When Benny Carter died in 2003, he was just a month short of his 96th birthday — and only a few years removed from performing. From his beginnings in the late 1920’s, he was a force in jazz for eight decades. But it would be wrong to attribute his legacy to his longevity, as special as it was, because he was much more than that. His talents as a performer, arranger, and composer, on display through several generations of jazz, made him one of the greats.
And yet, he was relatively unknown to the general public, and even jazz aficionados often seemed to overlook him, seldom including him in discussions of notable alto saxmen. But knowledgeable fans – and other musicians – knew better. In fact, his colleagues gave him a special nickname – the King – and some rank him as one of the best ever.
He began as a trumpeter but soon switched to sax, and the alto became his signature instrument, although he kept his trumpet handy and eventually became proficient on tenor sax, clarinet, and even piano. Through the years, he was at home in almost every incarnation of jazz, and his crystal-clear, sweet and melodic playing style was always marked by his ability to improvise brilliantly without losing his way in a piece, something that many musicians seem to find difficult.
He formed his first band in 1928 and spent the next few years in the New York area, performing in clubs and contributing music and arrangements to other jazz bands, including those of Fletcher Henderson and Duke Ellington. During this period he wrote and recorded some songs that sold well, but real stardom eluded him.
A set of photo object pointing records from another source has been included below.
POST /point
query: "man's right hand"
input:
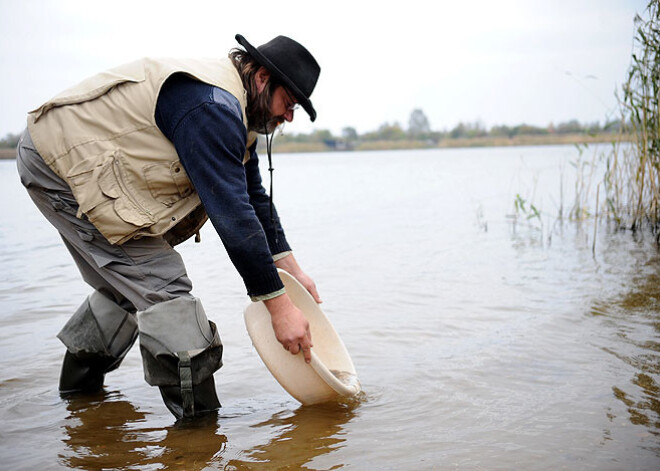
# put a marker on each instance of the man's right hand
(290, 326)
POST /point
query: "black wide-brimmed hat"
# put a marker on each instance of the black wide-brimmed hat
(291, 64)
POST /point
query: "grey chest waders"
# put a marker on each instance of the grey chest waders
(97, 337)
(181, 350)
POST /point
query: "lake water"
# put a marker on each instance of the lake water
(482, 341)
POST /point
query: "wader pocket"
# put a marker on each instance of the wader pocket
(100, 187)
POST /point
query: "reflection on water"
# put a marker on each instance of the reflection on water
(106, 431)
(481, 344)
(635, 317)
(300, 436)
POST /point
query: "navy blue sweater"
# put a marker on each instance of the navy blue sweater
(205, 124)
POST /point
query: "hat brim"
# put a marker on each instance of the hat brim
(281, 77)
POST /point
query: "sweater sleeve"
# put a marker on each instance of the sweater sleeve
(209, 137)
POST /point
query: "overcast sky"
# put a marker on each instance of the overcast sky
(498, 62)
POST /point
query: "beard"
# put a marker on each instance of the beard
(260, 118)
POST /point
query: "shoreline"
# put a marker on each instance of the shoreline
(531, 140)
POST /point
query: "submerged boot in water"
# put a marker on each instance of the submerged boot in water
(84, 375)
(203, 399)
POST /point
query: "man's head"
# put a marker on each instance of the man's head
(277, 76)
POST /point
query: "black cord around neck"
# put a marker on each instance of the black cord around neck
(269, 147)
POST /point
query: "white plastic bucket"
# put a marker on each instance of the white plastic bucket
(329, 376)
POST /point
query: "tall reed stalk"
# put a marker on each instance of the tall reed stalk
(632, 179)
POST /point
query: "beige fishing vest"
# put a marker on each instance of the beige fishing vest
(101, 137)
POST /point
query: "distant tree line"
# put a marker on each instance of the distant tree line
(419, 129)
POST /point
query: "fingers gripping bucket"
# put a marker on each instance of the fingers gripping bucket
(331, 373)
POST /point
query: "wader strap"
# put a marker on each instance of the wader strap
(185, 373)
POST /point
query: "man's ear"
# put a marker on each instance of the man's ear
(261, 78)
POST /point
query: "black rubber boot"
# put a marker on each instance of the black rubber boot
(84, 374)
(205, 399)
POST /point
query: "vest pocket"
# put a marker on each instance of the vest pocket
(167, 182)
(99, 185)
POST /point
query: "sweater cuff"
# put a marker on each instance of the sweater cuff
(280, 246)
(265, 297)
(265, 284)
(281, 255)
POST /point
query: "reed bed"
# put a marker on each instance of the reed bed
(631, 183)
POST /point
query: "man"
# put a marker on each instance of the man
(133, 161)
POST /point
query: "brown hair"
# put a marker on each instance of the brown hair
(247, 68)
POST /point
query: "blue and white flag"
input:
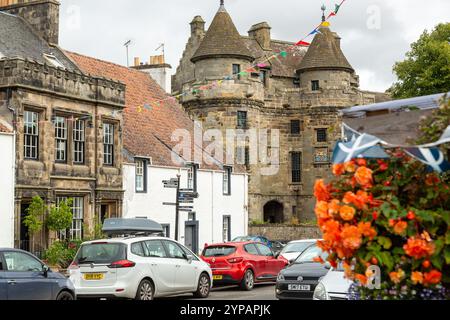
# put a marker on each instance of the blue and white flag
(346, 151)
(433, 157)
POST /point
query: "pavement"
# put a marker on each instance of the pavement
(260, 292)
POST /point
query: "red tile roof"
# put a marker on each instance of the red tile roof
(146, 133)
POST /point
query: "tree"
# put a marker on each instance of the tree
(426, 69)
(34, 219)
(60, 217)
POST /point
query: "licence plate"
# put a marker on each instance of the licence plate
(296, 287)
(94, 276)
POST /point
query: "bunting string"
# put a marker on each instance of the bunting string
(265, 63)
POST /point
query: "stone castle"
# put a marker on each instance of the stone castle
(300, 95)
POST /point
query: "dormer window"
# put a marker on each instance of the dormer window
(54, 61)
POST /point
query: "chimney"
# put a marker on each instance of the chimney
(157, 69)
(42, 15)
(198, 26)
(261, 33)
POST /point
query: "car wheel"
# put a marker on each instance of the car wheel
(65, 295)
(145, 291)
(204, 287)
(248, 282)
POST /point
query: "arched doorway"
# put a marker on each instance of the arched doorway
(273, 212)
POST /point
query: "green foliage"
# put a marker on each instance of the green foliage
(35, 213)
(426, 69)
(61, 216)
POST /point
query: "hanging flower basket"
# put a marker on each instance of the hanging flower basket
(392, 214)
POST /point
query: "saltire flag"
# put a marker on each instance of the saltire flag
(433, 157)
(303, 43)
(346, 151)
(332, 14)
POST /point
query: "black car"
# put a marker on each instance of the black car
(25, 277)
(299, 279)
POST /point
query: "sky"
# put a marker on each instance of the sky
(375, 33)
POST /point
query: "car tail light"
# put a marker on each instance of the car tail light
(122, 264)
(235, 260)
(74, 266)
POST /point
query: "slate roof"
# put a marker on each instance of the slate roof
(146, 133)
(222, 39)
(18, 39)
(325, 53)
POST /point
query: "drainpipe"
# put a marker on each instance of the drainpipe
(212, 206)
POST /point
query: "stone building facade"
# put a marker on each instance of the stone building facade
(300, 95)
(68, 124)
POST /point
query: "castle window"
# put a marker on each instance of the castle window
(31, 135)
(315, 85)
(242, 119)
(321, 135)
(237, 70)
(263, 77)
(108, 144)
(61, 139)
(321, 155)
(78, 141)
(141, 175)
(295, 127)
(296, 166)
(227, 181)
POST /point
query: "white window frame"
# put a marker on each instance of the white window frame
(108, 144)
(79, 141)
(31, 135)
(61, 145)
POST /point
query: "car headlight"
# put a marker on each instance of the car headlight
(320, 293)
(280, 277)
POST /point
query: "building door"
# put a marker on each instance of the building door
(191, 235)
(24, 243)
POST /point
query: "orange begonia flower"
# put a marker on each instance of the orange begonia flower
(321, 210)
(365, 228)
(400, 227)
(364, 177)
(419, 248)
(334, 206)
(417, 277)
(351, 237)
(321, 191)
(350, 166)
(432, 277)
(338, 169)
(347, 213)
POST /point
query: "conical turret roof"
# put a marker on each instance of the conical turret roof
(222, 40)
(325, 53)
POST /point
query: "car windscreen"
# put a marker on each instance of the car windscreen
(309, 254)
(101, 253)
(219, 251)
(296, 247)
In the mid 1930’s he moved to Europe, where he spent a few years with some success before returning to the US late in the decade.
During the war years and after, Benny kept busy in a number of ways, either as the leader of his own band or a variety of smaller groups that included future legends such as Miles Davis. He eventually moved to Hollywood and began a period of great success writing and performing movie music, even occasionally appearing on screen.
In his middle years, he continued to perform and record with various groups, but leaned more to composing and arranging, and his work was in great demand. His honors piled up, and in 1987 he was given the Grammy lifetime achievement award. Amazingly, he followed that up a few years later by winning two more Grammys – one for composing and one for performing – while in his 80’s!
I would urge music lovers to rediscover this too-often forgotten jazz legend. He’s left behind an enormous body of work, and most of it is still available on his dozens of albums. You won’t be disappointed.